Horatio is present in the first scene of the play, accompanying Barnardo and Marcellus on watch duty, for they claim to have "twice seen" the ghost of King Hamlet. He is initially skeptical, but is "harrow[ed] [...] with fear and wonder" when he sees the ghost. Being a scholar, he is urged to speak to the ghost. It is Horatio's idea to tell Hamlet about the ghost, supposing that "This spirit, dumb to us, will speak to him".

Horatio swears secrecy pertaining to the ghost and Hamlet's "antic disposition". He is privy to much of Hamlet's thinking, and symbolizes the ultimate faithful friend. In Act Three, Hamlet confesses his very high opinion of Horatio. Horatio is the first main character to know of Hamlet's return to Denmark. Horatio only doubts Hamlet's judgement once, when Hamlet has arranged for Rosencrantz and Guildenstern to be killed. Otherwise, Horatio supports every decision Hamlet makes.

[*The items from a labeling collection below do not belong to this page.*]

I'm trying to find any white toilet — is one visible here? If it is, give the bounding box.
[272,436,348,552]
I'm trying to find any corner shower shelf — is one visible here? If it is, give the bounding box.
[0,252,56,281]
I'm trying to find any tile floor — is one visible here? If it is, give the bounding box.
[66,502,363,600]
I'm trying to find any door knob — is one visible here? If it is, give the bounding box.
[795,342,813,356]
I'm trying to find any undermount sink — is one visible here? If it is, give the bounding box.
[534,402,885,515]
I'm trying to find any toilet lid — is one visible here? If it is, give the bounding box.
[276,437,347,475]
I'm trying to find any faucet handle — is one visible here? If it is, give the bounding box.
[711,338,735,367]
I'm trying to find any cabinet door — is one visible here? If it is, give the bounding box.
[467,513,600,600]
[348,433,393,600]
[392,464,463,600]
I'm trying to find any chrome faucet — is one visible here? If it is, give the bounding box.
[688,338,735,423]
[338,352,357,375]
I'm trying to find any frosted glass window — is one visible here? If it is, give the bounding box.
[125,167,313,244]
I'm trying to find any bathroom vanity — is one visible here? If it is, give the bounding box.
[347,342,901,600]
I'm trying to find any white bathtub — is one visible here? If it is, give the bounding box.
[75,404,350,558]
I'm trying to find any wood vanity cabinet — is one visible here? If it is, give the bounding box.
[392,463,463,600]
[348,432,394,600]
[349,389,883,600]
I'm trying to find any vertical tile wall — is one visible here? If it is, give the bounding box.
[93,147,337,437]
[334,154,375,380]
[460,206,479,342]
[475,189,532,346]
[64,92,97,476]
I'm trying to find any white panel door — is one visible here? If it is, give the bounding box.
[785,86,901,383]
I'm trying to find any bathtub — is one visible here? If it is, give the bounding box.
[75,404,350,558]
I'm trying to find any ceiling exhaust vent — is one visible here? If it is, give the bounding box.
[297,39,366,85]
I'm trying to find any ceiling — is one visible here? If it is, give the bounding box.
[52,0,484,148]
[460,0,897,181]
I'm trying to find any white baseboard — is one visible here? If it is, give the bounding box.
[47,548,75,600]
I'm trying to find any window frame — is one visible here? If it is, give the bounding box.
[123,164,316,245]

Horatio is present through most of the major scenes of the play, but Hamlet is usually the only person to acknowledge him. When other characters address him, they are almost always telling him to leave. He is often in scenes remembered as soliloquies, such as Hamlet's famous scene with Yorick's skull. He is present during the mousetrap play, and when Ophelia's madness is revealed, and when Hamlet reveals himself at Ophelia's grave, and in the final scene. Near the end of the play, when Hamlet tells him "how ill all’s here about my heart", he suggests that Hamlet obey that ill feeling, but Hamlet is determined to keep his promise to his dead father-king. Horatio is the only main character to survive. He does intend to poison himself, saying that he is "more an antique Roman than a Dane", but Hamlet, dying, implores him rather to deal with the fallout and "wounded name":

If thou didst ever hold me in thy heart,
Absent thee from felicity a while,
And in this harsh world draw thy breath in pain
To tell my story.

Horatio's role, though secondary, is central to the drama. Through his role of 'outside observer', he makes the audience believe Hamlet's actions, no matter how incredible they may look to readers at first sight. For example, Horatio sees the Ghost, so the audience is led to believe that the Ghost is real.